Why are notebook users so cranky about batteries? For starters, while battery technology has progressed markedly over the past several years, powerful microprocessors, wireless transceivers and other enhanced components have more than gobbled up those energy gains.
Lithium ion remains the current gold standard for notebook batteries, and notebook makers say they’re not expecting a successor that supplies more notebook power without driving up system weight or size anytime soon.
Instead, today’s notebook makers are focusing on other power-saving techniques, such as intelligently throttling back the power to various notebook components.
“I’m not anticipating any significant change in battery technology in the foreseeable future,” says Brett McAnally, senior manager of Dell’s Latitude notebook PC product group.
“To provide longer battery life, we’ll have to look toward optimizing devices by analyzing user behavior and saving power consumption wherever we can,” he says. “Right now, that’s the best approach.”
Stepping Up Security
On the security side, most CIOs still live in fear of lost notebooks. But that’s changing, as encryption and options like fingerprint readers become easier to manage and more powerful.
Xavier Lauwaert, VAIO product manager for notebook maker Sony Electronics, predicts a growing number of notebooks shipping in the next few years incorporating advanced biometric devices, such as voice-recognition systems and webcam-based retina scanners.
“Enterprises that handle a lot of private information, such as banks and insurance companies, will consider these technologies a rather inexpensive investment when compared to the risks involved,” he says.
Companies such as Absolute Software already offer Computrace, a ‘LoJack for Laptops’ type service; this helps enterprises track down, lock-up and recover errant notebooks by tracing IP addresses transmitted by stolen machines.
Phoenix Technologies, best known for supplying BIOS software to PC vendors, wants to take the LoJack approach to the next level. Its new FailSafe notebook management system, which notebook makers can embed into the PC’s core firmware, helps track, control and recover lost or stolen notebooks.
Users can encrypt, lock and even destroy data on lost laptops to protect sensitive or private information.
“The idea is not only that you can locate, very quickly, a stolen notebook, but wipe its hard drive clean,” Enderle says. “By putting the code in BIOS, that makes it even more difficult to remove, or even know it’s there.” Look for FailSafe in notebooks starting in mid-2008, Phoenix says.

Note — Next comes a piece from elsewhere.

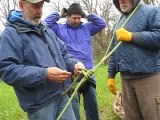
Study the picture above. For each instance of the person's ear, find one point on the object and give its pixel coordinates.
(21, 5)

Perhaps even more intriguing, Phoenix is pushing embedded virtualization technology for laptops that it calls HyperSpace: this technology would let notebook users boot up in seconds and use applications such as e-mail, a media player and a Web browser without firing up Windows.
(If you’ve ever used an Apple MacBook that powers up in seconds, you know how appealing this sounds, compared to waiting for Windows to load.) Phoenix hopes the first laptops to with HyperSpace embedded in them will appear in 2008.
‘Out There’ Ideas
Overall, enterprise notebook vendors tend to have one trait in common with CIOs: they treat new technologies conservatively. That means some much-discussed ideas take years to actually crack into enterprise machines. What notebook technologies remain stuck in neutral?
“People still talk about fuel cell [batteries], and there are still quite a few companies that think they’ll put fuel cells into notebooks within the next few years,” Gold says. But he doesn’t believe that notebook users are exactly anxious to begin carrying vials of volatile liquids in their pockets and briefcases. “That’s still kind of ‘out there’,” he says.
This suits CIOs including Vitus just fine. “We’re simply looking for affordable notebooks that allow us to work more efficiently and productively,” he says. “We’ll leave the gee-whiz to somebody else.”